Last summer I spent a few days in Corsica. On the first day my Italian flatmate, another Italian, and I went out to a pizza place (their choice, not mine) for dinner. They discussed the quality animatedly, before, during, and after the meal. “The French don’t know how to make pizza.” “Well, this is Corsica, it’s almost Italy.” “Yes that’s true, but still.” After the meal, their consensus was that it wasn’t bad, but could be better. (Personally, I thought it was great. But I had spent two years in India, and two years before that in the US: while I wasn’t starved of pizza in either country, I hadn’t had a genuine Italian pizza in years.)
The next day my flatmate reported to me that he had found a truly excellent pizza place, as good as any he’d had in Italy. And it was no expensive restaurant.
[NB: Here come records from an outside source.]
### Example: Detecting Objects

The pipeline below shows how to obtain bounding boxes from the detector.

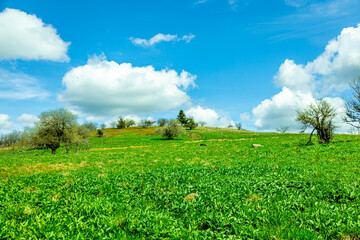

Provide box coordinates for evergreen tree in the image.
[177,110,187,125]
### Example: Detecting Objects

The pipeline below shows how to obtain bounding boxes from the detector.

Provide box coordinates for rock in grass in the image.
[184,193,199,201]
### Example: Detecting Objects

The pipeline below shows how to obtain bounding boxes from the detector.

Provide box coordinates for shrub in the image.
[157,118,167,127]
[125,119,135,127]
[276,126,289,133]
[82,121,98,131]
[177,110,187,125]
[155,119,186,140]
[97,129,104,137]
[31,108,83,154]
[139,119,153,128]
[296,100,336,145]
[184,117,198,130]
[198,121,206,127]
[116,116,126,129]
[110,121,117,128]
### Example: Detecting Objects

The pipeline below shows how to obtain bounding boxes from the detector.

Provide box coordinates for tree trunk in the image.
[306,128,315,145]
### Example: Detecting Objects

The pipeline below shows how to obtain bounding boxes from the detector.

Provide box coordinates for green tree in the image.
[125,119,136,127]
[139,119,153,128]
[198,121,206,127]
[276,126,289,133]
[116,116,126,129]
[110,121,117,128]
[296,100,336,145]
[177,110,187,125]
[31,108,79,154]
[155,119,186,140]
[184,117,198,130]
[97,129,104,137]
[157,118,167,127]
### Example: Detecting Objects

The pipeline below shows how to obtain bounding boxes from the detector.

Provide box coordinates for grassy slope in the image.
[0,128,360,239]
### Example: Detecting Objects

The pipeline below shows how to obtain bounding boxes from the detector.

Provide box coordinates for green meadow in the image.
[0,127,360,239]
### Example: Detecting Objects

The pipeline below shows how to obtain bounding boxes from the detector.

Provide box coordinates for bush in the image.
[184,117,198,130]
[125,119,135,127]
[296,100,336,145]
[157,118,167,127]
[116,116,126,129]
[155,119,186,140]
[110,121,117,128]
[177,110,187,125]
[82,121,98,131]
[198,121,206,127]
[30,108,87,154]
[139,119,153,128]
[276,126,289,133]
[97,129,104,137]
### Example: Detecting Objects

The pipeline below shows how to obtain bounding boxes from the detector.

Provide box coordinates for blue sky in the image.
[0,0,360,131]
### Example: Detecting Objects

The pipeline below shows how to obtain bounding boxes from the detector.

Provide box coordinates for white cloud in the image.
[240,112,251,121]
[58,54,196,116]
[0,8,70,62]
[268,0,360,41]
[17,113,38,127]
[253,87,315,130]
[253,24,360,132]
[0,68,49,100]
[285,0,309,7]
[185,106,235,127]
[130,33,195,47]
[275,59,315,91]
[194,0,208,4]
[0,114,13,129]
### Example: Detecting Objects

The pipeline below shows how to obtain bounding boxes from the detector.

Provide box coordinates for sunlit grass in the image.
[0,127,360,239]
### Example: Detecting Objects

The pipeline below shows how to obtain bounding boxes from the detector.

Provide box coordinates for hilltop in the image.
[0,127,360,239]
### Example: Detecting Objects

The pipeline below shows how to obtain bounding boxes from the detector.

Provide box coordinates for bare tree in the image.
[296,100,336,145]
[198,121,206,127]
[344,76,360,130]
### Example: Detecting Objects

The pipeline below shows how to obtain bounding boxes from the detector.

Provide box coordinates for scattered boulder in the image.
[184,193,199,201]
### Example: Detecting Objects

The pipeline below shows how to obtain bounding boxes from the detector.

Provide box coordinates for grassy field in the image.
[0,128,360,239]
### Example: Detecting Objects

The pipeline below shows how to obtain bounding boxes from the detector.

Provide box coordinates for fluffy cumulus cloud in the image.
[0,114,13,129]
[185,106,235,127]
[253,24,360,132]
[58,57,196,116]
[0,8,70,62]
[0,68,49,100]
[253,87,315,130]
[17,113,38,127]
[284,0,309,7]
[130,33,195,47]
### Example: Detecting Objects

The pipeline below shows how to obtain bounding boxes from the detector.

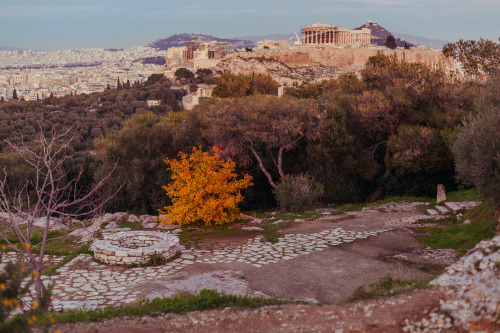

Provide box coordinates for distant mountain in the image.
[234,33,294,43]
[394,33,449,50]
[146,34,255,50]
[354,21,415,47]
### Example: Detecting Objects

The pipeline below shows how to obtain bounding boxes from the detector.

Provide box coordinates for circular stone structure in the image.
[92,231,179,266]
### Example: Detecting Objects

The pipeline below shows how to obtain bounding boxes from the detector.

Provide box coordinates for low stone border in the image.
[92,231,179,266]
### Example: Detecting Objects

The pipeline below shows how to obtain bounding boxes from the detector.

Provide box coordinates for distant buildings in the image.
[302,23,371,46]
[257,39,290,51]
[166,41,229,70]
[0,46,166,100]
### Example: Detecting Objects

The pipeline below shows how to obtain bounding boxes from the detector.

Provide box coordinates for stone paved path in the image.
[39,203,476,310]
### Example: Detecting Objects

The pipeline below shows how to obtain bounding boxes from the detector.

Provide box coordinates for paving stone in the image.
[434,206,450,214]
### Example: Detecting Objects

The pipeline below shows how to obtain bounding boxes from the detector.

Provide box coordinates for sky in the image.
[0,0,500,50]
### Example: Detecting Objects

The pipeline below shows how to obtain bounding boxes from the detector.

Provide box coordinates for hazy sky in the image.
[0,0,500,49]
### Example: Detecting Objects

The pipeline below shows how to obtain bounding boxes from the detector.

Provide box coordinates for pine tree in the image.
[384,35,398,50]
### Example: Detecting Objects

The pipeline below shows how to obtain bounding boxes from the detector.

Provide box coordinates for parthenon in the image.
[302,23,371,45]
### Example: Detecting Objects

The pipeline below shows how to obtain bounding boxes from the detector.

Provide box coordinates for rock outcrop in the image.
[214,47,455,85]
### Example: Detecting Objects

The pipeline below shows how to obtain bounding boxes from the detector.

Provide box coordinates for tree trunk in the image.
[250,147,278,190]
[366,147,391,202]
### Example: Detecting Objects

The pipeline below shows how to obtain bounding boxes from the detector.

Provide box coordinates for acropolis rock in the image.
[214,46,456,85]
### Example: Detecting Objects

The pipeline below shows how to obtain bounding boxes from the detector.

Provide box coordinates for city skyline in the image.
[0,0,500,50]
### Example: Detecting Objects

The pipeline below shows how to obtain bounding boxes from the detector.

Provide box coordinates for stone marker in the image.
[444,202,460,213]
[434,206,450,214]
[427,209,439,215]
[437,184,446,203]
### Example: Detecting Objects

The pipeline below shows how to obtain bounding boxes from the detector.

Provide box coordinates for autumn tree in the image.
[205,96,323,190]
[159,147,252,225]
[0,244,50,332]
[443,38,500,78]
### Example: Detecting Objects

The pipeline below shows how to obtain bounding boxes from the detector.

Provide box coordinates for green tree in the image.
[334,54,470,201]
[443,38,500,78]
[174,67,194,81]
[96,112,202,214]
[453,75,500,209]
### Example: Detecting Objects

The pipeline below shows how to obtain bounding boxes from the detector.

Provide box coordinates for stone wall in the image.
[215,47,456,84]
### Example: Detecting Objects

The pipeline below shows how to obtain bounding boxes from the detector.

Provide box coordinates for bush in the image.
[274,174,324,211]
[0,245,49,332]
[174,67,194,80]
[159,147,252,225]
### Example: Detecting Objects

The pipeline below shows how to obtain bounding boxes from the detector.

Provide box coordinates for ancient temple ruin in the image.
[302,23,371,46]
It was a converted van, somewhat bigger than an SUV but smaller than a minibus, parked (apparently permanently) right outside our flat.
Curious, I went there the next day, ordered a pizza, and watched the guy make it. He did indeed have a wood fire oven, right inside that van — one of the more impressive sights I’ve seen. But as for the other purist requirements… he rolled the base with a rolling pin. He pre-baked it for a couple of minutes before adding the toppings. And he used emmenthaler and gruyère, not mozzarella.
And, yes, the pizza was superb.
So I’ve abandoned my purism. I roll the base with a pin. I pre-bake it first for a couple of minutes, then add the toppings and bake it again. I use the local versions of cheddar or gouda. (After the cheese is baked for a few minutes at several hundred degrees, it’s hard to tell the difference. But avoid anything marketed as “pizza cheese”, unless you like the taste of plastic.) It’s so much easier that way.
It’s still hit or miss, but it’s a hit more often.